Repubblika is wise enough to hire its lawyers on the basis of what it perceives are its best chances of success in the endeavours it undertakes and will not do the government the favour of choosing second-best in order to avoid Joseph Muscat’s inconsequential tu quoque.
The one Joseph Muscat produced yesterday is remarkable even by his standards. He said it is rich for Simon Busuttil and Jason Azzopardi to be part of this legal action demanding appropriate implementation of reforms in the selection of the judiciary when they had voted for the present system in 2016.
The idea is to make them look inconsistent, even bewilderingly confused.
Nothing sums it up more neatly than the Venice Commission’s very own analysis. The reforms of 2016 “were a step in the right direction”. There’s never a good reason to vote against “a step in the right direction”.
But, the Venice Commission said, that step is miles away from where Malta should be. In 2016 a Committee was set up to do some background checks on applicants to the judiciary and receive expressions of interest for these jobs from lawyers. That Committee did not exist before.
Is it a bad thing to have it? Clearly not. Should anyone have voted against having it? Clearly not.

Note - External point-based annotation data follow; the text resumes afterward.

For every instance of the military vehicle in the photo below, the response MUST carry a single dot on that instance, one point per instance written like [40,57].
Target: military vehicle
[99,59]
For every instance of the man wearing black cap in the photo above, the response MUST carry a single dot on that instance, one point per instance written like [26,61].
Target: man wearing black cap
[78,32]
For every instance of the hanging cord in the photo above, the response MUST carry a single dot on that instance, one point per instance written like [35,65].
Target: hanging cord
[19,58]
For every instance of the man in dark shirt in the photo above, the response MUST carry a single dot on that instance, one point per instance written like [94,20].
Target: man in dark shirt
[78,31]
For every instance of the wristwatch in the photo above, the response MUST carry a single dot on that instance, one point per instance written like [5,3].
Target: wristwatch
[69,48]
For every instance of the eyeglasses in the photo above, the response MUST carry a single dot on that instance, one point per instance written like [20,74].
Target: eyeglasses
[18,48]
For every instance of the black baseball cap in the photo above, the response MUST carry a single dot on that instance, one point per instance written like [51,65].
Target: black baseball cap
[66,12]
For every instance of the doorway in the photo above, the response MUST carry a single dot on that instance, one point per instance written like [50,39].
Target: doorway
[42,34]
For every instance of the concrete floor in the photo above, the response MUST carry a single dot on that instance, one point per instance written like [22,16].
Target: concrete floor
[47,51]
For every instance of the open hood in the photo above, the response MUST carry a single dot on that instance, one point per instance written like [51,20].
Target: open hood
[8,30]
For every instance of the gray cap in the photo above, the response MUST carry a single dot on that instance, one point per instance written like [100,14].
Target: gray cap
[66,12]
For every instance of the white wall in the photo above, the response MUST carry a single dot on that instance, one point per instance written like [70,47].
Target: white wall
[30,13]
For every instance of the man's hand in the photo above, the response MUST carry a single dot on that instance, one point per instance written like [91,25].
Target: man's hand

But does having this Committee have the effect of guaranteeing judicial independence? Not in the slightest. The Prime Minister still gets to choose who gets appointed. The Committee doesn’t even get to rank or express a preference between any and all applicants who pass the very basic criteria that are pre-determined for them. And in any case, the Prime Minister can ignore the Committee.
There’s no independence there.
Incidentally, looking back at the Parliamentary debate in 2016 Jason Azzopardi argued very strongly that the reforms were nowhere near what was desirable. He argued forcefully for judicial independence in the selection of new judges and went as far as drafting a law himself providing for this. The government, of course, ignored it.
Simon Busuttil’s PN group then decided to vote for the changes — reluctantly — saying that just because the changes did not go anywhere near as far as they wished them to be was not a reason not to show some good faith and support the timid changes that were being made.
With the supreme benefit of hindsight, today I’d say I disagree. As an Opposition, I would have refused to support a government initiative intended to make it look like things were becoming more transparent when in fact the only effect would be that the secrecy and manipulation would continue under the guise of legitimacy.
Frankly, when that happens, something like the reforms of 2016 become a step in the wrong direction. They do not have any materially positive effect on democratic life and are instead used as a pretext to keep things unchanged.
Not unlike how they introduced whistleblower legislation in order to be able to say they now protect whistleblowers even as they persecute Jonathan Ferris and Maria Efimova into unemployment, exile, even prison.
That’s what Joseph Muscat did yesterday in reminding Repubblika’s lawyers that as Parliamentarians they voted for his 2016 changes. He used those changes to justify the continuation of a system that the Venice Commission has judged to be far short of what is expected of a democratic society.
They should not have been surprised. Anyone seeing the Prime Minister of a country cancelling his own afternoon commitments as well as ordering cancelled the commitments of the President, the Attorney General, the Justice Minister, the Acting Chief Justice and so many others in order to swear in 6 new members of the Judiciary to avoid having to respond with any material consequence to a court challenge of an NGO, would realise this is not a democratic society.
This is a tyranny governed by the whims of sun boy-king, a little Pu Yi who expects that what he leaves in his chamber pot is treated as holy relics.
No democratic leader would demonstrate such contempt for civil society as to respond to a legal challenge which they are funding and mobilising by bashing their lawyers with superficial sarcasm.
That will fly only so far in a courtroom, Mr Prime Minister.